Factor analysis was applied to identify attitude patterns and logistic regression analysis
models were applied to determine the association between attitude (potential predictors) and
acceptability, attitude and levels of knowledge.
Results
Forty seven articles met my inclusion criteria and were included in the systematic review.
All included studies were published between 2006 and 2011; all were cross-sectional
questionnaire surveys with sample sizes ranging from 100 – 9,865. The quality of included
studies varied considerably. Included populations ranged from the general public, to young
people, and health professionals. Awareness of HPV and knowledge of the relationship
between HPV and cervical cancer, and of the sexually transmitted nature of HPV, were the
main issues examined. Awareness of HPV was low among all non-health professionals
groups. Similarly, understanding of the relationship between HPV infection and cervical
cancer and of the sexually transmitted nature of HPV was low. However, significant
differences in awareness and knowledge were found, based on urban/rural status, ethnicity
and age. Uighur women had the lowest awareness and knowledge levels, followed by rural
women adults, and teenagers.
Acceptability of HPV vaccination varied in terms of the vaccine target recipients (whether
adult women, or for their daughters), and between health professionals and the general
public). Reported levels of HPV vaccine acceptability (for women adults themselves and for
their daughters) were higher in North China compared to South China. Health professionals
were less willing to accept the vaccine for their daughters than they were to receiving it
themselves. The cost, source and appropriate age for HPV vaccination were also frequently
examined issues. Importantly, a high proportion of the health professionals believed that the
appropriate age for vaccine was over 18 years old for girls.
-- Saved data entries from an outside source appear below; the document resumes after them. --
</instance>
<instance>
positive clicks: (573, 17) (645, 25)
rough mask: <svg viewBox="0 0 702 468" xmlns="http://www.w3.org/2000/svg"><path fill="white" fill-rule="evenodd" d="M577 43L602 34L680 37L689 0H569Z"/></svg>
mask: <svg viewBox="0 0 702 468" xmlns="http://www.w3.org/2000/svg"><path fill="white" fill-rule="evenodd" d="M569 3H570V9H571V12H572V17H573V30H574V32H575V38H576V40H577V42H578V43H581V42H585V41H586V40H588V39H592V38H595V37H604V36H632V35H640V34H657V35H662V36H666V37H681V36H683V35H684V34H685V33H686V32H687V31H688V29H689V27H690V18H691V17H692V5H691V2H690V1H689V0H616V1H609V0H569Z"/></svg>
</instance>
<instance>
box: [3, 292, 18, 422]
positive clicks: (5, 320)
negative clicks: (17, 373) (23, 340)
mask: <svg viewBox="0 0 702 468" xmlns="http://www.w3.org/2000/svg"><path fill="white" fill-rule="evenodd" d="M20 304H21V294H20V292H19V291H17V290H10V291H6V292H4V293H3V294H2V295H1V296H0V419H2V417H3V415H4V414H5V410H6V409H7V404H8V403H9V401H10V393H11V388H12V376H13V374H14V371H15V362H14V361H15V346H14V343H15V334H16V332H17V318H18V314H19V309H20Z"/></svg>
3788 participants aged 14-22 years were included in the questionnaire survey, with 54%
females and 20% urban students. Overall awareness of HPV was 13.2% and acceptability of
the HPV vaccine was 68%. Knowledge levels varied in different content areas; for example
74% of respondents knew that HPV vaccination is not 100% effective against cervical cancer
while only 6% knew that poor personal hygiene did not increase the risk of contracting HPV
infection. Attitudes towards HPV infection and vaccination were also interesting and novel;
the greatest concern about HPV vaccination was minor side effects (72%). The highest-rated
source of recommendations about HPV vaccination was parents (66%), while there were
concerns expressed about ‘gossip’ in relation to HPV vaccination (51%). No urban/rural
differences were found in knowledge and attitudes - gender differences existed, but
depended on specific circumstances. Participants who were willing to accept HPV
vaccination were more likely to be influenced by others, to report high perceived severity of
HPV and cervical cancer, to perceive benefits of HPV vaccination and to score well on
knowledge questions. Participants with high knowledge scores for HPV infection and
vaccination were more likely to consider HPV infection and cervical cancer to be serious,
and were less likely to associate HPV infection with stigma. Participants who had high levels
of awareness of HPV infection were more likely to be influenced by others in relation to
accepting HPV vaccination.
Discussion
My thesis has produced new and novel findings in relation to HPV vaccination knowledge,
attitudes and beliefs in China. Low levels of awareness and knowledge amongst Chinese
people may be influenced by traditional Chinese culture, which perhaps makes people more
reluctant to consider issues related to sexual practices. Another possible explanation is that
people tended to under-report knowledge of HPV when answering the questions in the
survey in order to conform to social norms in China - these topics are highly sensitive in
China.
High levels of acceptability of HPV vaccines may have also been influenced by ‘ways of
thinking’ among Chinese people; their natural inclination is to accept all recommendations
for vaccination from government agencies – so they may not have thought hard about this
choice. There is optimism in the Chinese population that cancer can be prevented by
vaccination – indeed, they are inclined to believe it will prevent disease that can generate
serious health impacts in the future. Nevertheless, some Chinese people have conservative
attitudes towards the effectiveness of HPV vaccination and some suspicion of the drug
companies which produce these vaccines.
There were significant methodological issues in my comparisons of Western and Chinese
literature. Western literature is more likely to comprise good quality studies – typically there
are better-defined sampling frames, more valid and reliable instruments and robust
theoretical frameworks. The difference in quality between Chinese and Western literature
arises from the stricter rules for reporting and evaluation in western publications and the
relatively low publishing standards in Chinese literature.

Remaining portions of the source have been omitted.